# Yard Machine won't start



## Greenman (May 3, 2011)

Me Mum has a Yard Machine 12.5hp with an Enduro xl/c Tecumseh motor. She said it blew out a big puff of smoke and cut off. It started back but now it won't start and seems to be leaking oil but the oil level is fine. I thought she blew a seal but I can't see any oil leaking there. Plug looks fine as well. Any ideas ?


----------



## jhngardner367 (Apr 5, 2011)

CHeck the side of the engine block,behind the starter,and see if there's a hole in the engine .


----------



## dangeroustoys56 (Jul 26, 2010)

Does the motor turn over by hand? Check the oil for a gasoline smell - after time carbs tend to leak gas by , then saturate the oil - which thins it out, then galls the berings and ultimately destroys the motor IF it isnt caught in time.

Tecumseh motors were notorious for the carbs leaking due to their placement on the motor.

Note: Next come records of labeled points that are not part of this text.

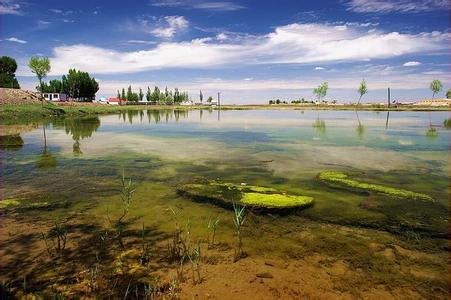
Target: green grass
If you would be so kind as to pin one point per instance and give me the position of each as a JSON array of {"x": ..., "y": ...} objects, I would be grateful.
[{"x": 341, "y": 178}]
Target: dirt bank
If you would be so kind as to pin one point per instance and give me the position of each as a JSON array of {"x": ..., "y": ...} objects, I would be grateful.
[{"x": 16, "y": 96}]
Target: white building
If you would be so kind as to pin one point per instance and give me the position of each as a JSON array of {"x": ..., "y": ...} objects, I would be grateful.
[{"x": 55, "y": 96}]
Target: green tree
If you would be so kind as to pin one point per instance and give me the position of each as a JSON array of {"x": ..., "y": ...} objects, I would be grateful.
[
  {"x": 155, "y": 95},
  {"x": 436, "y": 86},
  {"x": 129, "y": 93},
  {"x": 148, "y": 94},
  {"x": 79, "y": 85},
  {"x": 41, "y": 67},
  {"x": 362, "y": 90},
  {"x": 8, "y": 67},
  {"x": 321, "y": 91}
]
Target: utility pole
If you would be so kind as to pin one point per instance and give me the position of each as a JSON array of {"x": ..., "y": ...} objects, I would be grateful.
[{"x": 388, "y": 97}]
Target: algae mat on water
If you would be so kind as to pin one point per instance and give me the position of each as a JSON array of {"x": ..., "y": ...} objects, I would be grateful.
[
  {"x": 262, "y": 199},
  {"x": 341, "y": 179}
]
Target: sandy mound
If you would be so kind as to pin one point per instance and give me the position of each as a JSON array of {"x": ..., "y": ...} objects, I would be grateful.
[{"x": 16, "y": 96}]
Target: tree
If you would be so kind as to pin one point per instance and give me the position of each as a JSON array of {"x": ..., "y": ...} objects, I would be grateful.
[
  {"x": 129, "y": 93},
  {"x": 41, "y": 67},
  {"x": 362, "y": 90},
  {"x": 435, "y": 86},
  {"x": 8, "y": 67},
  {"x": 79, "y": 85},
  {"x": 148, "y": 94},
  {"x": 155, "y": 95},
  {"x": 321, "y": 90}
]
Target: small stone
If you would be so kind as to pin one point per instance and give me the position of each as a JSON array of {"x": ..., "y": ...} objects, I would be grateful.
[{"x": 264, "y": 275}]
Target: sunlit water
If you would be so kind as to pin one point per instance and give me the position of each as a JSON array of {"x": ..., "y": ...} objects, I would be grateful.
[{"x": 80, "y": 162}]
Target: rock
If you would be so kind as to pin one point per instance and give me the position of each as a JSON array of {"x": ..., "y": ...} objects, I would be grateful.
[{"x": 264, "y": 275}]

If the motor has let loose, its time for a motor change.


----------



## Greenman (May 3, 2011)

Checked for a hole and didn't find one but I can see the engine seal/gasket is seeping oil some. Carborator looks fine but the oil does appear to be thin and most of it does leak out of the back of the motor. Did find cracks in the fuel line and will have to replace it for sure, it actually sprayed on the engine block, she is lucky it didn't burn LOL. Might be time to just replace it, good mower until now though.


----------